Frederick D. McCarthy, Aboriginal rain-makers and their ways, Australian Museum Magazine, Sydney, December 1951
Keith Vincent Smith 2018
Aboriginal rainmakers, who used the power of sorcery to bring rain, were revered as clever men by their people. In times of drought they invoked rain through rituals of song, dance and ceremony.
In the remote and sparsely populated Kimberleys in north-west Western Australia, Dreaming stories about creation heroes have been influenced by the extreme wet and dry seasons and the landscape of tropical gorges, rocky ranges, rivers, grassland and sandy beaches. Indigenous people make up half the population of about 40,000 in an area twice the size of the state of Victoria.
I photographed this group of Wandjinas (pronounced wannia) , painted inside a rock shelter by a waterhole, in 2000, when I travelled with my wife Irene along the rugged, unmade Gibb River Road (a stock track) from Kununurra – via Purnululu – the beautiful Bungle Bungle peaks in the desert – to Derby and then Broome in far north-western Australia.
Wandjina paintings occur in the countries occupied by the Worrorra, Wunambal and Ngarinyin peoples, who believe that they descend from them. The distance through the ‘Wandjina Belt’ is about 1200 kilometres.
Wandjina are creatures of the hot, wet season, from October to March, when there are tropical storms, cyclones and heavy flooding rains. They have a nose but no mouth and large round eyes with dark eyelashes. They are brightly painted on rocks and in caves in black, red and yellow, usually on a white background. Their cloud-like headdresses suggest rainbows or storm clouds.
The Wandjina figures represent spirit rainmakers, owners of water. Aboriginal people believe that if Wandjinas had mouths the rain would never stop and all human beings would perish. If the Law is broken, the Wandjina will let loose floods, lightning and cyclones.
The first Wandjina, called Wallungunder, the son of Idjair, was said to live in the Milky Way. He was the father of all Wandjinas. The Mowanjum people near Derby repaint the existing Wandjinas each year to keep their spirits strong. There might be forty layers of paint on each image.
A SYDNEY RAINMAKER
This background about the Wandjinas has some relevance to the Sydney area. It is here because of the startling fact that a rainmaker, a garadji or clever man named Boneh, lived at the foot of the Blue Mountains, close to the Hawkesbury River. He was revered by his people just as much as were the Central Desert and Kimberley rainmakers.

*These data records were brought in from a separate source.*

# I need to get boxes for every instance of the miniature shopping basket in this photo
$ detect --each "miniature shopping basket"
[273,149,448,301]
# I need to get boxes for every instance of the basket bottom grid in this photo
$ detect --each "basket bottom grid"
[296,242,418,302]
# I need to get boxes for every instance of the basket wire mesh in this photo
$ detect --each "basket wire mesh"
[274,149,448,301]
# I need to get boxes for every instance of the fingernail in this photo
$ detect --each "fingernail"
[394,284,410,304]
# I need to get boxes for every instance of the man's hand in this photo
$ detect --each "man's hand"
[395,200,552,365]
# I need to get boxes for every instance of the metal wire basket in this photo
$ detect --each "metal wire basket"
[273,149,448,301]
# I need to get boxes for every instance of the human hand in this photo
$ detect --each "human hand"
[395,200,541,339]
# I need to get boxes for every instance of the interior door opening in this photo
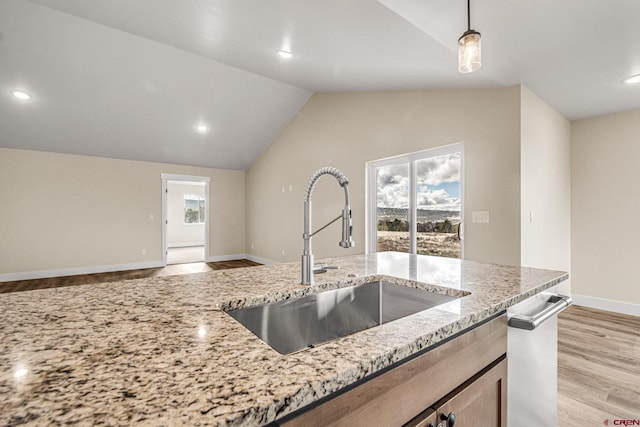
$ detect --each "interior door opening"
[162,174,210,265]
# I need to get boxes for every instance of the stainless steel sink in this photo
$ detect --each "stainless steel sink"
[222,281,460,354]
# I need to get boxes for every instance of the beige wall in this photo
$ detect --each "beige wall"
[571,110,640,307]
[520,86,571,292]
[246,86,520,264]
[0,148,245,280]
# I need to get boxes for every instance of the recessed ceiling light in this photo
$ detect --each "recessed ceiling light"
[622,74,640,85]
[11,90,31,101]
[278,49,293,59]
[194,123,209,133]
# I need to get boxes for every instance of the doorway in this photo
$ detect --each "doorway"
[161,174,210,265]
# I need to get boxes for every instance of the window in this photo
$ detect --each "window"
[184,195,204,224]
[367,144,463,258]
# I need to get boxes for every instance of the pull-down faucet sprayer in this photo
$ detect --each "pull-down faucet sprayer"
[302,167,354,285]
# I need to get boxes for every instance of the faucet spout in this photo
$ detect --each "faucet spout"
[302,167,354,285]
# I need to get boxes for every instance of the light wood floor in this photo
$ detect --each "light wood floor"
[0,259,261,294]
[558,306,640,427]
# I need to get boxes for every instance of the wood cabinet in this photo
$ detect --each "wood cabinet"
[426,358,507,427]
[276,315,507,427]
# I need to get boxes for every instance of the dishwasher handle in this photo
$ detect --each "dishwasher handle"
[507,294,573,331]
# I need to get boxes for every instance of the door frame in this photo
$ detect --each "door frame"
[160,173,211,267]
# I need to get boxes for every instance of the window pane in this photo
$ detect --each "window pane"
[184,196,199,224]
[416,153,462,258]
[376,163,409,252]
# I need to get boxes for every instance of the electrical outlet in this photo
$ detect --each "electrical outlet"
[471,211,491,224]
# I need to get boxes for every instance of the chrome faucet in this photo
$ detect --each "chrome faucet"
[302,167,354,285]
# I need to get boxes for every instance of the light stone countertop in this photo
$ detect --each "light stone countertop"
[0,252,568,425]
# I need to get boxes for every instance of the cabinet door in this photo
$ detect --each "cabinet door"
[402,408,438,427]
[436,359,507,427]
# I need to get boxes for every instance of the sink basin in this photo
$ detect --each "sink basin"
[227,281,461,354]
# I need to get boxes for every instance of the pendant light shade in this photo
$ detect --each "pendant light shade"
[458,0,482,73]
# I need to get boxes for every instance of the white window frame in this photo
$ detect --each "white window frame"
[365,142,465,258]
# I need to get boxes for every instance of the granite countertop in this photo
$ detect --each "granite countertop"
[0,252,568,425]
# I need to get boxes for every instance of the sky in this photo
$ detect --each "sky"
[377,153,461,211]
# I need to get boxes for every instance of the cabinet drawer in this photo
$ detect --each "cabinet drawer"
[278,315,507,427]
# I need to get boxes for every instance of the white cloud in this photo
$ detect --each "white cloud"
[376,153,461,211]
[377,165,409,208]
[416,189,461,211]
[416,153,461,185]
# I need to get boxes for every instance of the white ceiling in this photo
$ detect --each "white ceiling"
[0,0,640,169]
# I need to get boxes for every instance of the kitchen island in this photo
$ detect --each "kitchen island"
[0,252,568,425]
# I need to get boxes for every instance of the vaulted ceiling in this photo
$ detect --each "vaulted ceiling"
[0,0,640,169]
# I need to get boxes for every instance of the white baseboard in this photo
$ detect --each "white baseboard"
[206,254,247,262]
[0,261,163,282]
[244,254,280,265]
[571,294,640,316]
[167,242,204,248]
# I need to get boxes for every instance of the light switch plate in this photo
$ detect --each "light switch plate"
[471,211,491,224]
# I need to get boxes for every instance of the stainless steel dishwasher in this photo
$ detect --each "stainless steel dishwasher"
[507,287,572,427]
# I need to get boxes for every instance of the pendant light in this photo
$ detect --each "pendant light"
[458,0,482,73]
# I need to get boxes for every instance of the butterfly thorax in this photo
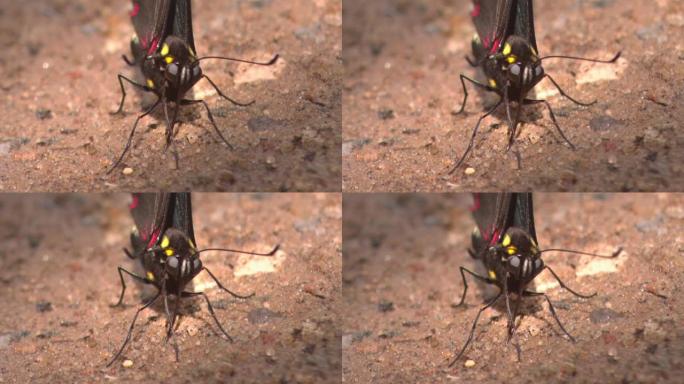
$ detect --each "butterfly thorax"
[142,228,202,294]
[131,35,202,102]
[482,227,544,292]
[473,35,544,101]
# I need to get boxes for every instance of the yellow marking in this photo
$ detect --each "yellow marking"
[159,43,169,56]
[159,236,171,248]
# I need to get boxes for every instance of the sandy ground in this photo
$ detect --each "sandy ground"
[0,0,342,192]
[0,194,342,383]
[342,0,684,192]
[342,194,684,383]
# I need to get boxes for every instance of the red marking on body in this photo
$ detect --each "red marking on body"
[143,37,159,55]
[128,195,139,209]
[489,229,501,247]
[489,39,501,54]
[470,194,480,212]
[470,3,480,17]
[143,229,161,249]
[131,1,140,17]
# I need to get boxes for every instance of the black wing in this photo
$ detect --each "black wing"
[131,0,174,55]
[169,192,196,244]
[131,0,195,55]
[170,0,196,52]
[471,0,537,54]
[472,193,512,251]
[506,0,537,51]
[129,193,170,248]
[506,193,537,243]
[473,193,537,251]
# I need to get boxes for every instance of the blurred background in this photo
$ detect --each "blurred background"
[0,194,342,383]
[342,194,684,383]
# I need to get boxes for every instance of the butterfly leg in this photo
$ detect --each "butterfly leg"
[454,74,492,115]
[544,74,596,107]
[449,98,503,175]
[110,75,152,115]
[523,99,576,151]
[456,267,492,307]
[449,291,503,367]
[202,267,254,299]
[523,291,575,343]
[181,100,233,150]
[111,267,151,307]
[544,265,596,299]
[107,99,161,174]
[181,292,233,343]
[121,55,138,67]
[202,74,258,107]
[107,291,161,367]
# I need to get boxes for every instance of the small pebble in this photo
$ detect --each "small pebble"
[378,300,394,312]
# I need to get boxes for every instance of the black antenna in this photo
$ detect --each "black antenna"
[197,53,280,65]
[539,247,622,259]
[539,51,622,64]
[193,244,280,256]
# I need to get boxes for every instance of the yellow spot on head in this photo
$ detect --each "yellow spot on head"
[159,43,169,56]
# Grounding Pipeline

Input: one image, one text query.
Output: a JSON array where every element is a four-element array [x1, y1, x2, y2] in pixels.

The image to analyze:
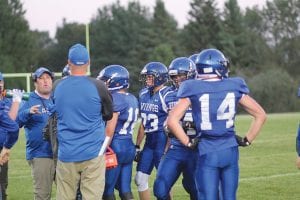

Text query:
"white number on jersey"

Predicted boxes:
[[141, 113, 158, 132], [119, 108, 139, 135], [199, 92, 235, 130]]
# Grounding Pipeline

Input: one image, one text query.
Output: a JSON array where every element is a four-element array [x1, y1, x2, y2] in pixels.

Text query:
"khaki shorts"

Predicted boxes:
[[56, 156, 106, 200], [28, 158, 55, 200]]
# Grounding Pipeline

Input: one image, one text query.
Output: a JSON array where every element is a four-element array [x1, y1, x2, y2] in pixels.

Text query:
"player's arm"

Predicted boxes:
[[239, 95, 267, 143], [135, 123, 145, 147], [105, 112, 119, 144], [167, 98, 191, 146], [8, 89, 23, 120]]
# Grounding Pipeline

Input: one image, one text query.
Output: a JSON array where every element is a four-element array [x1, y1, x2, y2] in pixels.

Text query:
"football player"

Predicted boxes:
[[167, 49, 266, 200], [154, 57, 198, 200], [135, 62, 170, 200], [98, 65, 139, 200]]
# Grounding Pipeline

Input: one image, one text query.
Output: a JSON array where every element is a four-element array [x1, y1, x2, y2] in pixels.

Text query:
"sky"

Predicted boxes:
[[21, 0, 266, 37]]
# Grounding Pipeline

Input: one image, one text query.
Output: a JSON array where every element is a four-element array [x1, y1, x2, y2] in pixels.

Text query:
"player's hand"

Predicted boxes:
[[186, 137, 199, 149], [235, 135, 251, 147], [29, 105, 41, 114], [12, 89, 23, 103], [134, 145, 141, 162], [296, 156, 300, 169], [0, 147, 10, 165]]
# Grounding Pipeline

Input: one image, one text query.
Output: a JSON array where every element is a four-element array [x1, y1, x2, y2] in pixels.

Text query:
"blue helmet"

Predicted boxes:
[[169, 57, 196, 79], [189, 53, 199, 63], [61, 65, 71, 77], [140, 62, 169, 88], [196, 49, 229, 78], [97, 65, 129, 91]]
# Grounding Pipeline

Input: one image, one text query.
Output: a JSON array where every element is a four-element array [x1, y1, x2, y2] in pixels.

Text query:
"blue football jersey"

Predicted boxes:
[[139, 86, 170, 133], [177, 78, 249, 154], [112, 92, 139, 139], [164, 88, 196, 146]]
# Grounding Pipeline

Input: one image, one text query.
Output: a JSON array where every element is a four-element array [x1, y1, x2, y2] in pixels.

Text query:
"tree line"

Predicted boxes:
[[0, 0, 300, 112]]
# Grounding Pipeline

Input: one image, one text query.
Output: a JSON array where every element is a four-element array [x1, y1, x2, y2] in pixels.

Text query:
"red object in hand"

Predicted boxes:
[[105, 147, 118, 169]]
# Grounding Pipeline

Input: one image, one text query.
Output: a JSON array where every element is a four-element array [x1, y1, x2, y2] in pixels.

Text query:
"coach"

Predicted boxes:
[[54, 44, 113, 200]]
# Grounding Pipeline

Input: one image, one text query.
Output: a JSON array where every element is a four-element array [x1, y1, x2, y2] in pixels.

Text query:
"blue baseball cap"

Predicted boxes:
[[32, 67, 54, 81], [68, 44, 90, 66]]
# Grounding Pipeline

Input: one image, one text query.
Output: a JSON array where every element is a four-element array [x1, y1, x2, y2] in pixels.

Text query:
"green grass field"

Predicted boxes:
[[8, 113, 300, 200]]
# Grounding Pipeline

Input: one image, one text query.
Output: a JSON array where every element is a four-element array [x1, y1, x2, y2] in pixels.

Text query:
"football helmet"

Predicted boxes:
[[61, 65, 71, 77], [140, 62, 169, 89], [97, 65, 129, 91], [169, 57, 196, 87], [31, 67, 55, 82], [189, 53, 199, 63], [196, 49, 229, 78]]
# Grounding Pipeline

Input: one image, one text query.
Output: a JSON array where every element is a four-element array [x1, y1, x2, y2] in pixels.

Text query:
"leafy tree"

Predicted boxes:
[[149, 0, 179, 65], [0, 0, 36, 73], [181, 0, 221, 54], [262, 0, 300, 77], [47, 19, 86, 72], [220, 0, 270, 75], [90, 1, 153, 92]]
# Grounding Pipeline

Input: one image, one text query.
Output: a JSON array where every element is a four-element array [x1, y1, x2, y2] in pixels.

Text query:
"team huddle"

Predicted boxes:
[[0, 44, 266, 200]]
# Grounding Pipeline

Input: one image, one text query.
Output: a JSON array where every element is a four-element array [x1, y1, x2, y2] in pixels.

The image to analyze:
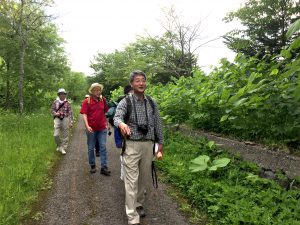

Boneh might have been a Gundungurra man. His only memorial is an account of his death, published in The Sydney Gazette on 18 December 1803 (page 3c). The printed text is so difficult to read in the original that I transcribed his name wrongly, as ‘Bench’, in my MA thesis Eora Clans (Macquarie University 2004). I have retained the derogatory references, such as ‘sooty Chieftan’ and ‘inky venerable’ so common at that time.
A visitor from Hawkesbury mentions the death of Boneh, an ancient native, who we believe was but little known at Sydney. This veteran had for many years past presided with supreme authority over his tribe, from whom he received a species of homage which approached to adoration. In fact, the straggling subjects of this sooty Chieftan, have been frequently heard by the Settlers resident nearest the foot of those inaccessible Mountains, to ascribe to him the power of agitating the elements, and of causing floods, rains, &c. &c., a finesse probably constructed purposely to impress us with awe and reverence for a being possessed of such extensive qualifications. That the Mythology may in some degree owe its existence to similar causes, we shall not argue, but had this inky venerable been known to those imaginary evidences, little doubt can be entertained but his complexion would at least have recommended him to a seat in the infernal regions, where, in the course of time, he might have become a com-peer with the august Pluto.